Refugees International Board member Michael Hawkins is currently on mission in Thailand focusing on the situation for Burmese refugees there and how the impact of the ongoing conflict inside Burma affects the stability of neighboring countries.
After visiting what the Thailand government calls the “Temporary Shelter for Burmese”—a more than ten-year-old refugee camp of 44,000 Burmese—and visiting with some newly displaced people from Burma it is apparent to me that these people have and are making huge sacrifices for democracy.
Imagine being persecuted, starved, imprisoned, beaten, raped, having your village destroyed, and your life uprooted. After all of that, imagine having to leave your country and family members. This is what these refugees have faced, and yet most of them simply hope for the day that their country has democracy so they can return home to peace.

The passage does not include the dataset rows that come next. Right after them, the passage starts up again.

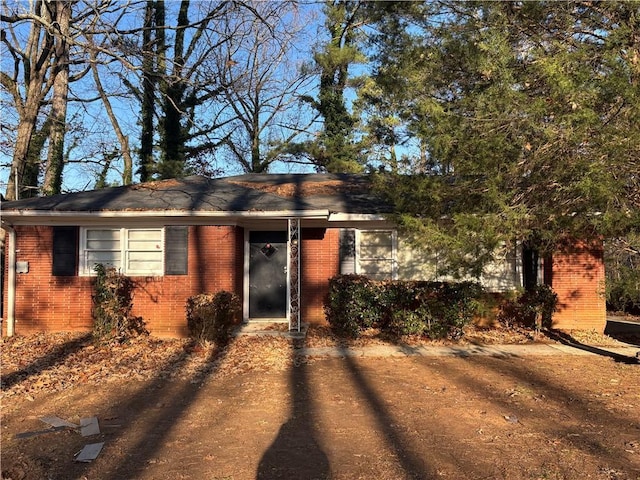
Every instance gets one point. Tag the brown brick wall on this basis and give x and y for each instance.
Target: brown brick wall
(320, 261)
(578, 278)
(48, 303)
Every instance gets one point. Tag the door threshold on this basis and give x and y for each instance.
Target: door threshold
(267, 320)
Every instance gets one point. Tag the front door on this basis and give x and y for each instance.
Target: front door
(267, 275)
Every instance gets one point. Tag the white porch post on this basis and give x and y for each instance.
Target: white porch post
(293, 274)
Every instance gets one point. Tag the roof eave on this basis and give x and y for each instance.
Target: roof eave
(31, 217)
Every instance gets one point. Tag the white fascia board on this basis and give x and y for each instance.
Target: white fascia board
(39, 217)
(357, 217)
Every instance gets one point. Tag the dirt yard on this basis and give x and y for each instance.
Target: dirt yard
(256, 410)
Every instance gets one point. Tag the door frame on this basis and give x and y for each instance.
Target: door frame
(246, 279)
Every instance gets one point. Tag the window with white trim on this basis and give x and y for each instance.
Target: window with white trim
(132, 251)
(377, 254)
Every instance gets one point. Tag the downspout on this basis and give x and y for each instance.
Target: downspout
(11, 281)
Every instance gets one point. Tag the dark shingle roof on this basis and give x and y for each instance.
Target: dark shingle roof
(344, 193)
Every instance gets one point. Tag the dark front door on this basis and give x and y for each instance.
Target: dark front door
(268, 275)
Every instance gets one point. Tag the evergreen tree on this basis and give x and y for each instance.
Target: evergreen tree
(530, 115)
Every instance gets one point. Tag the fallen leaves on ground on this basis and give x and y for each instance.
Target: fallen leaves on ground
(56, 361)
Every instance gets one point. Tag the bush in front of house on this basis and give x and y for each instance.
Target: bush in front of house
(353, 304)
(531, 308)
(211, 316)
(112, 305)
(433, 309)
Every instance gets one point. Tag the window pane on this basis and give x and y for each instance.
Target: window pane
(378, 269)
(108, 259)
(144, 240)
(376, 238)
(375, 254)
(144, 262)
(103, 240)
(371, 251)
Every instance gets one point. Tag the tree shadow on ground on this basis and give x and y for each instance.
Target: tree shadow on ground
(412, 464)
(47, 362)
(568, 340)
(172, 401)
(577, 414)
(296, 452)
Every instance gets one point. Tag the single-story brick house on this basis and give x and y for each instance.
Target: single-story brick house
(273, 239)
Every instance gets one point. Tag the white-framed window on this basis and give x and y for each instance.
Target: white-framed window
(132, 251)
(376, 254)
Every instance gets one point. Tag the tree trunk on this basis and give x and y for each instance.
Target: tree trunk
(55, 157)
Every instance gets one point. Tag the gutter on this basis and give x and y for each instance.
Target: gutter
(11, 280)
(32, 215)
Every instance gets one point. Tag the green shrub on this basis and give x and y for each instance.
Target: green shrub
(533, 308)
(352, 304)
(434, 309)
(112, 304)
(406, 322)
(210, 317)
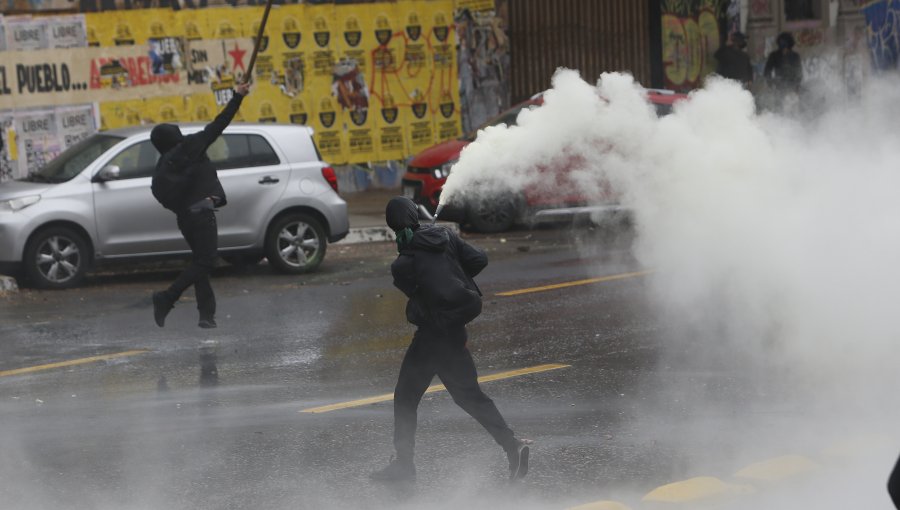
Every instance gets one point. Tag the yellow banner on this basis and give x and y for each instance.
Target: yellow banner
(376, 81)
(475, 5)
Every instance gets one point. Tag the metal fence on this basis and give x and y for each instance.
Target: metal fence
(592, 36)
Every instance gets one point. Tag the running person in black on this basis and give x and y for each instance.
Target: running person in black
(195, 208)
(434, 269)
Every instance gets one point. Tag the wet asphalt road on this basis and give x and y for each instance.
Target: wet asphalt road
(188, 425)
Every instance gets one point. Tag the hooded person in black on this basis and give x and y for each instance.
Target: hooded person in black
(195, 207)
(435, 269)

The recent peaceful demonstrations by the monks and people in Rangoon was an effort to bring attention to the plight of the Burmese people and to encourage a move towards democracy. Certain monks and citizens who participated were targeted for arrest and have been forced to leave Myanmar. We had the honor of meeting with some of these courageous people and hearing their incredible and sobering stories. A young student and a monk told stories of peaceful marches, which were brutally broken up by the Burmese police. They and their families were threatened and interrogated. In fear for their lives, they left everything, including spouses and children, to continue to be a voice for democracy and a peaceful country.
Three individuals we spoke with were in their forties and have been involved with the democracy struggle since 1988. One has spent ten years and the other fifteen years in prison as political prisoners in Burma. They were forced to spend more than half of their time in solitary confinement where they suffered mental and physical abuse. Another has not seen his family for eighteen years. Today, they all still work with the National League for Democracy, and are committed to working for peace and democracy in Burma in hopes of returning to their homeland. How much more must they sacrifice?
This day has said to me that we, as Americans, must value and celebrate our democracy and not take it for granted. More so, we must speak out for those still within Burma working for democracy and those forced to leave and become refugees. The very core of our freedom demands we speak up for our brothers and sisters who are sacrificing so much.